Wednesday, 29 December 2010

I'm still around.

Just busy. I'm studying in college, and at the masjid attached to my college, and tutoring English, so I don't get on the internet much. I've been trying to convince the school to stop using Internet Explorer 6, but no dice so far. It's a miracle it even still sort of works.

I've been jumping out of my skin several times every day (and night) when the fire alarm goes off. It's definitely winter now, or what passes for winter here, because the girls are leaving things to cook on the electric heaters, and of course forgetting about them and setting the fire alarms off. It would not be as annoying, if not for the fact that most of the girls in the dorm stay up most of the night, so that's when the majority of the alarms go off, and they won't go and shut them off. Getting woken up and scared out of my wits by the extremely loud bells a few times every night is getting really irritating.
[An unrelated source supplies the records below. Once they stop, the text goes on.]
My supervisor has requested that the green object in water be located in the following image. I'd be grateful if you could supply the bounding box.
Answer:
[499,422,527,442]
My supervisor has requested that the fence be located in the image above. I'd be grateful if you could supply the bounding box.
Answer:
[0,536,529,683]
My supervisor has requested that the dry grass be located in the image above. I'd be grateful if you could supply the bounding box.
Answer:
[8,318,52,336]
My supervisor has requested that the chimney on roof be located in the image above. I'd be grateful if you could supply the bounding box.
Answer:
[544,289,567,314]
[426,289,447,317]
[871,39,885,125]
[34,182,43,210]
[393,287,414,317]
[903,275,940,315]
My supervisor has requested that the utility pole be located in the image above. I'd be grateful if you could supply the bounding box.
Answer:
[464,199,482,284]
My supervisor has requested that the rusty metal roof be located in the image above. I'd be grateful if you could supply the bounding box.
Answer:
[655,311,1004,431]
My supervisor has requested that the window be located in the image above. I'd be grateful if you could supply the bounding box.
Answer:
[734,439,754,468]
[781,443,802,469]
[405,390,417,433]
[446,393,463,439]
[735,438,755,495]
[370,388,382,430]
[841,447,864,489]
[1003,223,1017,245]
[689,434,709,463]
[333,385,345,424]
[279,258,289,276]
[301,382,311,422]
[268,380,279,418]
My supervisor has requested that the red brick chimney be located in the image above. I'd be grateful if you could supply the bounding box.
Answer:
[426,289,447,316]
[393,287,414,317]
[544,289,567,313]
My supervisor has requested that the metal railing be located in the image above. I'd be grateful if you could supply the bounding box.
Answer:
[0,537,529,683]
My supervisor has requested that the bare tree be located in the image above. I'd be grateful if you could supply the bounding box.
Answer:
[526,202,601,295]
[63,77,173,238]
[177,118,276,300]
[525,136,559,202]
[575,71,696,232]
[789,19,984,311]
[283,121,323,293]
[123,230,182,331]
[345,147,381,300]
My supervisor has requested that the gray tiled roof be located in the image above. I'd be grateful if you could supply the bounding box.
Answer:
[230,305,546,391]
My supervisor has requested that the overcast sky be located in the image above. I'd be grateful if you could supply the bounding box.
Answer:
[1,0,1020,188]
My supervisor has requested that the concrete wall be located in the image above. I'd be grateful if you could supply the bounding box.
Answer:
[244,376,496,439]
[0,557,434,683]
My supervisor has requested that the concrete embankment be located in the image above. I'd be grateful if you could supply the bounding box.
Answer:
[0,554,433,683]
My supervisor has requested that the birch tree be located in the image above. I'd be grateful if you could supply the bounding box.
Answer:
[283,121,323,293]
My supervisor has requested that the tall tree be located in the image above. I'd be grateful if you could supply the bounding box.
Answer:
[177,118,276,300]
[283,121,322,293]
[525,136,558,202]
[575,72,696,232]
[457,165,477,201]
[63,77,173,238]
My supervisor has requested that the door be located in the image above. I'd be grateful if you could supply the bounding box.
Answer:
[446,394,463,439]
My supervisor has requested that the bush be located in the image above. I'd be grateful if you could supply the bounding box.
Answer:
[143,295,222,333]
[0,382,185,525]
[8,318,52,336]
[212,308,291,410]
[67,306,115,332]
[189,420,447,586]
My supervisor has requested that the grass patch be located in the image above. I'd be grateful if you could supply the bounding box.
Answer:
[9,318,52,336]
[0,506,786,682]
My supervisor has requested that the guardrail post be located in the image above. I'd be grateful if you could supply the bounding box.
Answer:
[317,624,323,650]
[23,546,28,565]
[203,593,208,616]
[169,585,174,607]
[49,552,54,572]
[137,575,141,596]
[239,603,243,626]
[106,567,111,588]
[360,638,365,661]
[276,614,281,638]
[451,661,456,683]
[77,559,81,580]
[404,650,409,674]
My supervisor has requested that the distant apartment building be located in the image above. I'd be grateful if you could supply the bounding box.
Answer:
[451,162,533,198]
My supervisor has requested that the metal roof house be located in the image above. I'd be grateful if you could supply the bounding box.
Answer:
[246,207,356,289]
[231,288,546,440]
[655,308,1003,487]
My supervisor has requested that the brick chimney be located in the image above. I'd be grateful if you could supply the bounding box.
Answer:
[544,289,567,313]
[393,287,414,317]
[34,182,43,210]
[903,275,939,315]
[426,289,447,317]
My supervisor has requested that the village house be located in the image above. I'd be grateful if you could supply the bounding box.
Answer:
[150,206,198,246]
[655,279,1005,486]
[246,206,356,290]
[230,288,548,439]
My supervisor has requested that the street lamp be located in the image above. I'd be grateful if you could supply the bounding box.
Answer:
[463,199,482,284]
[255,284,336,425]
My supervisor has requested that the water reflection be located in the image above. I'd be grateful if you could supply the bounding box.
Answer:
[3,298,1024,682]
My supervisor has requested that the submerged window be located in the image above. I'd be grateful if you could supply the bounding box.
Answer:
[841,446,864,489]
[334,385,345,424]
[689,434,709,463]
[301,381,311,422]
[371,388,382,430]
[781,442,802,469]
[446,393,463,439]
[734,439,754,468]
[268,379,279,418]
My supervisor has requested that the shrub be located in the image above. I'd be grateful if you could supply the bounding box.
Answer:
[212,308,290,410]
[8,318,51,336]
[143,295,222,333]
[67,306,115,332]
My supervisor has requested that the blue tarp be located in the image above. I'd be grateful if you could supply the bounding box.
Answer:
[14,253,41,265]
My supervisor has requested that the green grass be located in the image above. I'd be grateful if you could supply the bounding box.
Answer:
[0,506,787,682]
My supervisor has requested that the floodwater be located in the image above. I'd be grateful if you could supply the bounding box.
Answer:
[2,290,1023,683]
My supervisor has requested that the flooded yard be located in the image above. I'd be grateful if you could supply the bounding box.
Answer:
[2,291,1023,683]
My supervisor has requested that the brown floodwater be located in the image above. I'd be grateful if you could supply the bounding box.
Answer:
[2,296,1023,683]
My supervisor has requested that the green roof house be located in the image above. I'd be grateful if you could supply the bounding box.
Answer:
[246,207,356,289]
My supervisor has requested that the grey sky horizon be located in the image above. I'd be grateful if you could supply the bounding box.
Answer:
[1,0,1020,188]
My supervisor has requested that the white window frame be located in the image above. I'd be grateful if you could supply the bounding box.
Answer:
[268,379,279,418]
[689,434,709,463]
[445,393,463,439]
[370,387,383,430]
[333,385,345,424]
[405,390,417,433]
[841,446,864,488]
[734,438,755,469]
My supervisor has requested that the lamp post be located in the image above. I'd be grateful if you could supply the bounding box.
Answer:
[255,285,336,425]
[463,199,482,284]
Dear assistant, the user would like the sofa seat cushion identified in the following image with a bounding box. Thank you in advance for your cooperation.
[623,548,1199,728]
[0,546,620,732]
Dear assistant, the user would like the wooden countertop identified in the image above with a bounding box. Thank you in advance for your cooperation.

I'm afraid that one day there actually will be a fire (not that it would be that big a deal, since there's not much that could burn), and I'll have rolled over and gone back to sleep, and we'll all suffocate, so I get out of bed and go deal with the alarm, and try to be patient with whoever set it off. My strong fear of fire seems very unreasonable to everyone here; I think it stems from growing up where everything was made of wood or fabric, seeing houses go up in flames like piles of tinder as a child, and having fire safety drilled into me in elementary school. I suppose to a group of very inexperienced girls who have never seen fire, it doesn't seem like anything to get worked up about.

Happy New Year to everyone :)

Thursday, 2 December 2010

Bottles of sand

These bottles full of sand are popular souvenirs in Jordan. You can get them at all the tourist sites and a lot of ordinary shops, but the cheapest place I know of is the souvenir market at the ancient Roman city of Jerash, where the tall round ones are only a dinar (about $1.50) and the larger flat ones are a few dinars.

Coloured sand is very carefully poured through a long, thin funnel into layers of little mounds into the bottle, which form the shapes of camels and mountains when you look at it from the outside of the bottle. They are sealed with a layer of sand mixed with some sort of glue; once the glue dries they won't spill. It is a very interesting process to watch, and incredibly fast.

The Turkish girls often buy a few dozen each to take back to their families. More than one group of Turkish students has loaded up at souvenirs at the market, taken photos of each other outside the main gates of Jerash, and then decided they'd had enough and wanted to go to a mall. I was very disappointed the first time, because I have no interest in malls (which the students spend a lot of time in), but would very much like to walk around some Roman ruins.

Here's Hadrian's Gate at the entrance to the ruins, one of the spots everyone has their picture taken in front of. In Roman times only emperors could enter through it; the picture really doesn't give a good idea of just how large it is.